Purpose: For clinical use of the Varian Ir-192 HDR surface applicator set with vertical Leipzig-style cone the manufacturer-provided table of treatment times for a given dose at 5mm depth is verified and extended to surface doses. Goal of our work is to evaluate the optimal source position to obtain a maximum therapeutical area and a depth dose characteristic suitable for clinical use. Additionally it is determined whether certain well known shortcomings from comparable brachytherapy surface applicator sets apply to the Varian surface applicator set as well and how the influence of dose inhomogenity can be limited in clinical use.

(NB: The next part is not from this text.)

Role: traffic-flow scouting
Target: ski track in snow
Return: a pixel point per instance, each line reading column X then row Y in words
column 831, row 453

Methods: The manufacturer provided time-dose table is verified with a calibrated PTW 0.3cc semiflexible ionisation chamber for two representative applicator inserts (20mm and 40mm diameter). For the extension of the 5mm reference depth dose in this table to surface dose a 0.02cc PTW soft X-ray chamber is used. High resolution 2D dosimetry is performed with Gafchromic film. Calibration of the films is performed in the reference geometry of the manufacturer with Ir-192 HDR irradiation with the 40mm diameter surface applicator. Dose is normalised in a region of interest similar to the projection of the 0.3cc ionisation chamber in the plane of measurement. For film scanning an Epson V700pro flat bed scanner in transparency mode is used.

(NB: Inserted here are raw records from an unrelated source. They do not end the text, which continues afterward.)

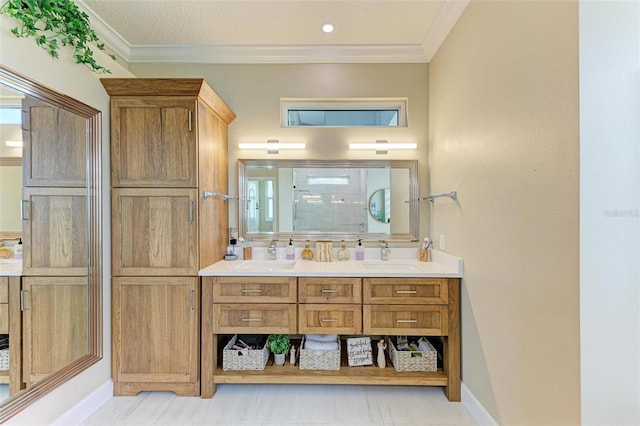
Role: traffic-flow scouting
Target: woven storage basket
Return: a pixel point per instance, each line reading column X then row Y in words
column 403, row 361
column 254, row 360
column 311, row 359
column 4, row 359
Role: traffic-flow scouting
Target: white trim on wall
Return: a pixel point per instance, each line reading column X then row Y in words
column 84, row 409
column 473, row 406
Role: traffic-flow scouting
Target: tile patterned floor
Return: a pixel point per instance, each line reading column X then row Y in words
column 284, row 405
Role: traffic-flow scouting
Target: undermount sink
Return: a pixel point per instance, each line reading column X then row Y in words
column 387, row 265
column 267, row 265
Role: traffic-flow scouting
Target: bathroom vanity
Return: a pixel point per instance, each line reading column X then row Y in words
column 371, row 298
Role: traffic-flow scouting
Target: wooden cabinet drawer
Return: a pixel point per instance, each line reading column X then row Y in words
column 254, row 318
column 329, row 319
column 329, row 290
column 4, row 289
column 409, row 291
column 406, row 319
column 253, row 289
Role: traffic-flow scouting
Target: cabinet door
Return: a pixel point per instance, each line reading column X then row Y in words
column 55, row 218
column 55, row 311
column 155, row 330
column 154, row 231
column 212, row 177
column 153, row 142
column 55, row 145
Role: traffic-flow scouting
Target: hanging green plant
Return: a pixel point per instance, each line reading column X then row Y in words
column 56, row 23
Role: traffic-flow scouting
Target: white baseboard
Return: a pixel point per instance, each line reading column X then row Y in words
column 473, row 406
column 85, row 408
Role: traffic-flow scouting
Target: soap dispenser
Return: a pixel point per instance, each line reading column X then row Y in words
column 291, row 251
column 18, row 250
column 343, row 254
column 307, row 254
column 359, row 250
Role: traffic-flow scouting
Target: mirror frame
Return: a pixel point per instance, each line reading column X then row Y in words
column 22, row 84
column 414, row 199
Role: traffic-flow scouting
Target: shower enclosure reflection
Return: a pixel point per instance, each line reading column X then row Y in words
column 328, row 199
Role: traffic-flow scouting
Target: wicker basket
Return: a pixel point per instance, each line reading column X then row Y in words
column 4, row 359
column 254, row 360
column 403, row 361
column 319, row 360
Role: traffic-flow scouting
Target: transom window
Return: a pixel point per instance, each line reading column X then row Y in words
column 388, row 112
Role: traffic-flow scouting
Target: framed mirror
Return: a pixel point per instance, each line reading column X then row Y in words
column 60, row 213
column 332, row 199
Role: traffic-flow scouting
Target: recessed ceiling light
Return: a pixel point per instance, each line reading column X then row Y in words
column 328, row 27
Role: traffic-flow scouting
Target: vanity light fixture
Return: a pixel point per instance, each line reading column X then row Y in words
column 383, row 146
column 272, row 146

Results: The manufacturer provided treatment time to dose table is well in agreement with our measurements, with a deviation smaller than 1%. Therapeutic area is defined as the area of the 90% isodose and found to be maximal with source position 10mm from the applicator tip for the applicator inserts 10mm to 25mm diameter, with a source position of 15mm from tip for all larger applicator inserts of the applicator set. A maximal therapeutic area on the surface is clinically given priority over a reduced depth dose resulting from using the 10mm position. In addition to known flatness problems of vertical type brachytherapy surface applicators a cold spot of size of approximately 3mm × 3mm with 70% of the nominal dose is found asymmetrically nearby the central axis of all applicators. Asymmetricity of the dose distribution presumably arises from a slightly tilted source in treatment position. When alternation of the direction of the afterloader cable is performed from fraction to fraction to force the cable to a different angle in treatment position and when a position deviation of the central axis of ±1mm per fraction is assumed, the central axis region dose is actually 90%, what we consider as clinically acceptable.
Conclusions: Therapeutic area can be optimized with diameter dependent source positions. To limit the influence of the cold spot in the target area in clinical use systematic alternation of the direction of the cable is performed from fraction to fraction. Design of flattening filters similar as has been done for comparable applicator sets has to be considered in future use to improve the dose distribution homogeneity.